A atuação do advogado-geral da União, Jorge Messias, em uma audiência envolvendo o megaleilão de energia promovido pelo governo federal aumentou a tensão em torno de um contrato estimado em R$ 515 bilhões no setor elétrico brasileiro. Segundo informações divulgadas pela coluna Painel S.A., da Folha de S.Paulo, a presença de um técnico da Aneel (Agência Nacional de Energia Elétrica) durante a sessão judicial só teria sido autorizada após intervenção direta do chefe da AGU.
O caso gira em torno do LRCAP 2026 — Leilão de Reserva de Capacidade — considerado um dos maiores contratos energéticos já realizados no país. O certame prevê movimentação financeira que pode ultrapassar meio trilhão de reais ao longo da vigência dos contratos firmados.
A audiência ocorreu na 6ª Vara Federal do Distrito Federal e analisa ação movida pela Abraenergias, entidade que questiona a legalidade e os critérios utilizados no leilão.

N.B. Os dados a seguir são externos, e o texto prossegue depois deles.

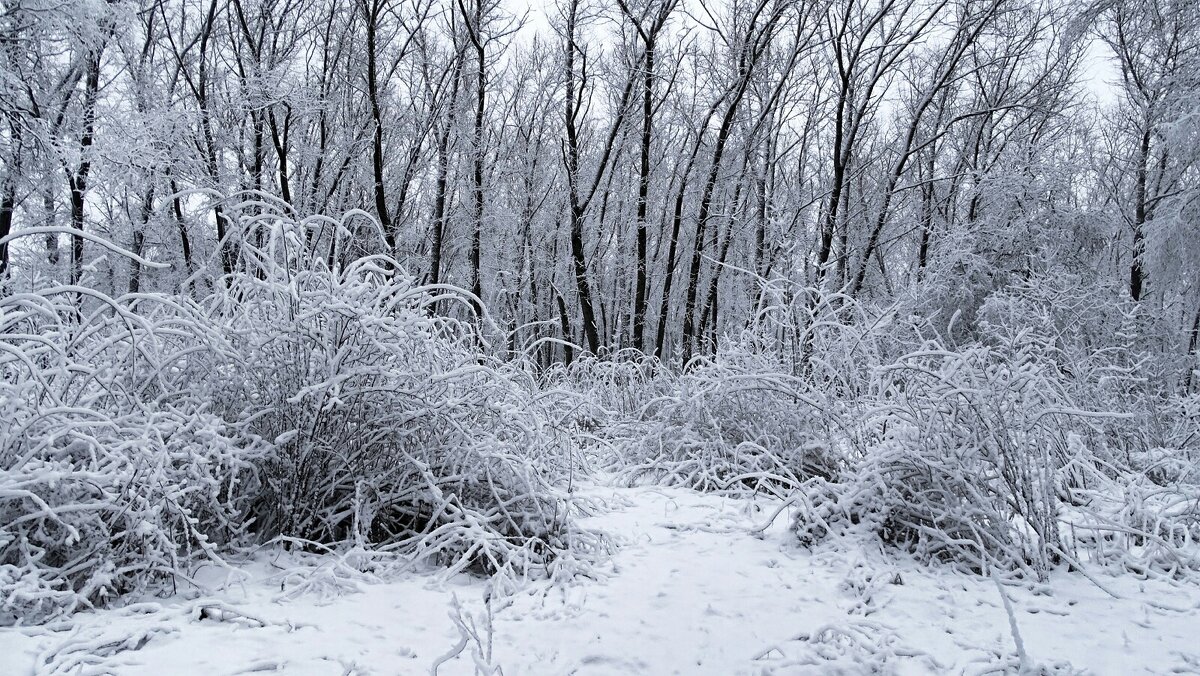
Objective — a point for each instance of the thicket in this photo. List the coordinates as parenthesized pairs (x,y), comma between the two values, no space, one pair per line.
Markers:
(297,401)
(321,404)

Entre os principais pontos levantados estão o preço-teto definido pelo governo e possíveis impactos financeiros ao consumidor brasileiro nos próximos anos.
Segundo relatos ligados ao processo, o magistrado responsável demonstrou desconforto com a participação técnica da Aneel durante a sessão. Ainda assim, após articulação atribuída a Jorge Messias, o representante da agência reguladora acabou participando da audiência.
O episódio gerou forte repercussão nos bastidores de Brasília e no mercado energético. Críticos enxergam possível interferência política em um processo judicial envolvendo interesses bilionários do governo federal. Já aliados do Planalto defendem que a presença de especialistas técnicos era necessária diante da complexidade do tema.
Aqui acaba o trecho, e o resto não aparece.